Over the summer, Livengood was able to trace more about Marache’s genealogy and life story, thanks to a National Endowment for the Humanities Fellowship. Livengood first learned about the woman while doing unrelated research on the digital newspaper database, Chronicling America. The grant helped her spend time in Winsted, Connecticut, Manhattan, and upstate New York — all locations Marache’s family lived.
The NEH grant supported Livengood’s eight-week research and writing project. She applied for the competitive fellowship last fall and learned at the end of the spring semester that her topic was selected.

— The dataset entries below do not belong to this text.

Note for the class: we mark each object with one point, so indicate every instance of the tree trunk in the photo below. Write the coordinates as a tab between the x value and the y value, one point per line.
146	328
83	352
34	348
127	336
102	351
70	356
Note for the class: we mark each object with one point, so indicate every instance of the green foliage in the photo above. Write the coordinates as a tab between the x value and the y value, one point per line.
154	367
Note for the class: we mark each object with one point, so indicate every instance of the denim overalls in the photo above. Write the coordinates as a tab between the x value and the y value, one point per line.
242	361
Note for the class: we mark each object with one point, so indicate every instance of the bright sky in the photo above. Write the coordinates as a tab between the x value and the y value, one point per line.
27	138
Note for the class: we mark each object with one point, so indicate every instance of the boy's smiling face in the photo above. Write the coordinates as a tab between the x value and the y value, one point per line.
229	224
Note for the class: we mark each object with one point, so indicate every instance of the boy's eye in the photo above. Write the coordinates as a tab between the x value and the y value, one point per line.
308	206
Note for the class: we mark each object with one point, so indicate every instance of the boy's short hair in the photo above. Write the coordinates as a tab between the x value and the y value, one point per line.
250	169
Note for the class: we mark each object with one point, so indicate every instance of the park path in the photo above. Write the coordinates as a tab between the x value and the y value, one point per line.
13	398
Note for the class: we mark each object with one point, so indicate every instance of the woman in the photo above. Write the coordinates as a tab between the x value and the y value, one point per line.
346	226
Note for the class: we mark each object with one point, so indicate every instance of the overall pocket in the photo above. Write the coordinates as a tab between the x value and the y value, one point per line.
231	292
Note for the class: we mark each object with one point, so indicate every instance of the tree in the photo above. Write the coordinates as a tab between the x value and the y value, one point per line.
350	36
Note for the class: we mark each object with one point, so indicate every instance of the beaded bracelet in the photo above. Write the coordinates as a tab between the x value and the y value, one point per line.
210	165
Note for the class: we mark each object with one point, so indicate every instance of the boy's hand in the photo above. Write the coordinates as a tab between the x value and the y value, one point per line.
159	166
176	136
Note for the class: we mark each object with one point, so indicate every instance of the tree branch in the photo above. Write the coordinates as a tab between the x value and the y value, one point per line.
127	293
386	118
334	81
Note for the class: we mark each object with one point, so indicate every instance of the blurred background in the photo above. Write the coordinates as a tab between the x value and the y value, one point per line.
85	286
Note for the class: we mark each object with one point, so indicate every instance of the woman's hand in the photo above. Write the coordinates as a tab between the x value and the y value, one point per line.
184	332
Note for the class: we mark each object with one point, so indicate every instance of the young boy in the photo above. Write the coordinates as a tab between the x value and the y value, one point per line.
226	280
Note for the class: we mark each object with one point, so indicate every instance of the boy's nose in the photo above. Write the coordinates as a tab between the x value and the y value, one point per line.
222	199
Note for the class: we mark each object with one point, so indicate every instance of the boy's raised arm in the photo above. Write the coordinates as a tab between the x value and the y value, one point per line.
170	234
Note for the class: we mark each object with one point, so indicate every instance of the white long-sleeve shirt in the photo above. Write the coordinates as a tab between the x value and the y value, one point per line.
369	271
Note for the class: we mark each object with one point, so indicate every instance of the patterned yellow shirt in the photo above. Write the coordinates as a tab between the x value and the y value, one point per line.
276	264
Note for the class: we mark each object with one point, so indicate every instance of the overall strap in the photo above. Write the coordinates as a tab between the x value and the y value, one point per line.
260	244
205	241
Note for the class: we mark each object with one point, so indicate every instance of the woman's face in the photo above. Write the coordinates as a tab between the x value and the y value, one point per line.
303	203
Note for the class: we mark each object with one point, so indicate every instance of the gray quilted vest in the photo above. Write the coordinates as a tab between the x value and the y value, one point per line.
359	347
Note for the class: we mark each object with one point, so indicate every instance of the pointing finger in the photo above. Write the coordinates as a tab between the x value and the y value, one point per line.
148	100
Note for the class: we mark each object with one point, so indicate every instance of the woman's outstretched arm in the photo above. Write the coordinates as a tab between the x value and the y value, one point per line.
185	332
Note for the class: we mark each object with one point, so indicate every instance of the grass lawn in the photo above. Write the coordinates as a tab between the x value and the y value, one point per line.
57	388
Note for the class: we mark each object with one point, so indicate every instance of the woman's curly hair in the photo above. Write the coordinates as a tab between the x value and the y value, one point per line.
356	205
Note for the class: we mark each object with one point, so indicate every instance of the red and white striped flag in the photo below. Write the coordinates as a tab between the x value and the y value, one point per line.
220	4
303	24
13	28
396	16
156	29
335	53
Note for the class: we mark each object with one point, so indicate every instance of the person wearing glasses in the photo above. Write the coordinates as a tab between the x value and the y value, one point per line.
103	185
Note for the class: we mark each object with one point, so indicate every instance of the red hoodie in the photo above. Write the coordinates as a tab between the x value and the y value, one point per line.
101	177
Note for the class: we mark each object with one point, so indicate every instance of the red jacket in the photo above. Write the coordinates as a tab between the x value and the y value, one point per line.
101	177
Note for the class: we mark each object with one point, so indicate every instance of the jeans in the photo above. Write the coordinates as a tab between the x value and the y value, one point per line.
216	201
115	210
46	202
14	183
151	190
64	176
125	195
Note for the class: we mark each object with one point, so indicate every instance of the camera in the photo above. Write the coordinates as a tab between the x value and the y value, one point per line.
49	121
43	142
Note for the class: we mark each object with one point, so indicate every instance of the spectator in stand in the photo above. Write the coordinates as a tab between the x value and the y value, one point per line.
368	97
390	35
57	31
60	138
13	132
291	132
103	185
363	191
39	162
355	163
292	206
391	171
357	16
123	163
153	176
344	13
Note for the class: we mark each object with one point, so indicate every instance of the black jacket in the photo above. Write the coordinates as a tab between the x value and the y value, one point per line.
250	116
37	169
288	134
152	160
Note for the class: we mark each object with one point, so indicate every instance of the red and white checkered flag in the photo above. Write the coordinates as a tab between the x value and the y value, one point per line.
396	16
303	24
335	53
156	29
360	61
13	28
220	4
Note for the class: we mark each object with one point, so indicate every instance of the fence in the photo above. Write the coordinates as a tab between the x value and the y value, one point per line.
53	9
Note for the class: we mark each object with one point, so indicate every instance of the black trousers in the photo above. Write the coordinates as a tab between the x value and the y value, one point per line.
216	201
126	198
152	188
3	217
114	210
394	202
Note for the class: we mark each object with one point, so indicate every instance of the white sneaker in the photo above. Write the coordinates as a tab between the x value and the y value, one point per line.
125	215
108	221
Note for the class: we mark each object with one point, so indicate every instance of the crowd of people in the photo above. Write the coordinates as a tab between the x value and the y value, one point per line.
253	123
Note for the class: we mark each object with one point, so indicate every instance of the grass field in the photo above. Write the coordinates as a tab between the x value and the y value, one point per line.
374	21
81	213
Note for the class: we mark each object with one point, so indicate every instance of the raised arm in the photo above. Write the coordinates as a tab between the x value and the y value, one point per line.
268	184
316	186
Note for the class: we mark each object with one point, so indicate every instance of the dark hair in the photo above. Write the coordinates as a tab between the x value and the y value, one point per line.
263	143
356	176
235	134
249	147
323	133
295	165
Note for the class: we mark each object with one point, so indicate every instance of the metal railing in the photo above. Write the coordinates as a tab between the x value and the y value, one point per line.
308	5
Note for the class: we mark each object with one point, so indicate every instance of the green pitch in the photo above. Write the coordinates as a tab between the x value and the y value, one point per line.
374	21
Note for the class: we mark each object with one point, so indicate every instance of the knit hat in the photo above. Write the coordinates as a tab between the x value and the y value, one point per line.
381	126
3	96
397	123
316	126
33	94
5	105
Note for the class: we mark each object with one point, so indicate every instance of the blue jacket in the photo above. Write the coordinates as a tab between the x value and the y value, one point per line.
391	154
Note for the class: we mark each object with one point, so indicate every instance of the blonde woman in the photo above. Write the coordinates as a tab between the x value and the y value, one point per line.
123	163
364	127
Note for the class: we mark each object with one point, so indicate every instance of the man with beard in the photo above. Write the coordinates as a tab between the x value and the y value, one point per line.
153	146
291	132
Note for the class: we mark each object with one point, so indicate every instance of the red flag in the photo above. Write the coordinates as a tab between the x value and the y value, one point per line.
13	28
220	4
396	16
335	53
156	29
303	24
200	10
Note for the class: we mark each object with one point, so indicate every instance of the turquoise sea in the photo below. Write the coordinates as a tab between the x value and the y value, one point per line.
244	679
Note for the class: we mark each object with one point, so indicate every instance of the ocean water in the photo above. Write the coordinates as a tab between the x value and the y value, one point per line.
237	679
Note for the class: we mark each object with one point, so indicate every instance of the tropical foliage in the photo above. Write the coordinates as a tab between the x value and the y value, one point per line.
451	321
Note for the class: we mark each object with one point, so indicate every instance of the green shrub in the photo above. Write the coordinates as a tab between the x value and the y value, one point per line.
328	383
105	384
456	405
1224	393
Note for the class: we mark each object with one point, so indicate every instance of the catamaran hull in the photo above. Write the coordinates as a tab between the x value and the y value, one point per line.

“It was a pretty rigorous application process,” Livengood says. “I had to write a narrative explaining what I planned to do and why it’s important and have my whole research schedule lined up.”
She will need to submit a report and finish the project, including a digital version of Marache’s memoir with footnotes and a critical introduction so people can access it for free.
“Zulma’s story was published in the newspaper and so I’m really working to figure out what her life was like before and after she appeared in the newspaper because that’s really the only way she’s known otherwise right now.”
The first-person account was written in French, translated in English, and took up a full page in the newspaper, which also stood out to Livengood when she accidentally happened upon it during a scan of the digital database.
As a teacher, Livengood tries to incorporate primary source research into her classroom, because working with newspapers, census records and historical museums, and finding primary-source documentation awakens students to research and critical thinking in a way that reading about others, or a lecture doesn’t. She now enjoying this approach with her own research and experiencing its challenges.
“Also, a lot of it for me has been a learning curve,” Livengood says. “I’m a literature scholar and so certainly I’m approaching this as a memoir in literature, but I’m also thinking about it as ‘how do I find out how she lived?’ So, I’m finding myself asking questions and solving problems in new ways, which speaks to that life-long learning the liberal arts prepares you for.”